As part of the launch activities for their new Remaking Participation book Jason Chilvers of 3S and Matthew Kearnes are hosting two panel discussion sessions at the Society for Social Studies of Science (4S) Annual Meeting in Denver on Saturday 14th November. The sessions will feature presentations from authors who have written chapters for the edited volume, and open the themes of the book up to wider discussion and debate with conference participants.
The first session – entitled ‘Participation in the making’ – will involve contributions from Ulrike Felt (University of Vienna), Alan Irwin (Copenhagen Business School), (Brice Laurent, CSI – Mines ParisTech), Brian Wynne (University of Lancaster) and Jason Chilvers. The session will explore what it means to rethink public participation with science in co-productionist terms. The authors and conference participants will explore the co-production of participation not only through the performance of situated participatory practices, but also through wider spaces of standardisation where expertise and technologies of participation circulate, spaces of controversy within which ecologies of public engagement intermingle, and how these spaces of participation link up with political power and culture in wider constitutional formations.

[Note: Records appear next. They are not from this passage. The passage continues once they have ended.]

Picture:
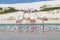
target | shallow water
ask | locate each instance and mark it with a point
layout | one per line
(29, 36)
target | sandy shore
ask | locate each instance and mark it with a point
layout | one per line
(32, 36)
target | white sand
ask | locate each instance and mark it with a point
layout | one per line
(34, 5)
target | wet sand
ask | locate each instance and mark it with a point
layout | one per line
(29, 36)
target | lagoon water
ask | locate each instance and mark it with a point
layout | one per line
(29, 36)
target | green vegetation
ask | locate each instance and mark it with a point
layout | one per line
(50, 8)
(9, 10)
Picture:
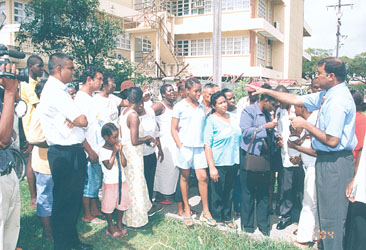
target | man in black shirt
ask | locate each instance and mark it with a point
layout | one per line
(9, 185)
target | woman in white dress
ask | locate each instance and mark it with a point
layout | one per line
(137, 214)
(167, 173)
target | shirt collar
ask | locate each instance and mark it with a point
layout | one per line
(32, 81)
(335, 88)
(57, 83)
(257, 108)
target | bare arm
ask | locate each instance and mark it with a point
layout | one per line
(91, 153)
(80, 121)
(160, 150)
(109, 163)
(331, 141)
(174, 132)
(7, 115)
(158, 108)
(349, 188)
(309, 151)
(133, 123)
(281, 96)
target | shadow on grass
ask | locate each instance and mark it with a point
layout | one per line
(31, 233)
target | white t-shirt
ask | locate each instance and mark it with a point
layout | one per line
(149, 127)
(87, 106)
(309, 160)
(191, 121)
(107, 108)
(283, 128)
(110, 176)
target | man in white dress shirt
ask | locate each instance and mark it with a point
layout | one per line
(62, 123)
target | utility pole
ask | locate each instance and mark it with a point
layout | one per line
(216, 42)
(339, 15)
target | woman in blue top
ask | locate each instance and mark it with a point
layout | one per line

The second session – entitled ‘Remaking participation’ – will involve contributions from Sarah R Davies (University of Copenhagen), Jan-Peter Voss (Technische Universität Berlin), Claire Waterton (CSEC, Department of Sociology, Lancaster University), and Matthew Kearnes. The session will explore what a co-productionist and relational way of understanding public participation with science and democracy means for reconfiguring and remaking participatory practices, institutions and constitutions. In many respects this is a significant challenge and one that co-productionist accounts of participation have often sidestepped. We will address these more normative and instrumental questions head on in the second session, in order to consider how participation could and should be remade in more experimental, reflexive, anticipatory and responsible ways.
The sessions will take place from 8:30am-noon (U.S. Mountain Standard Time).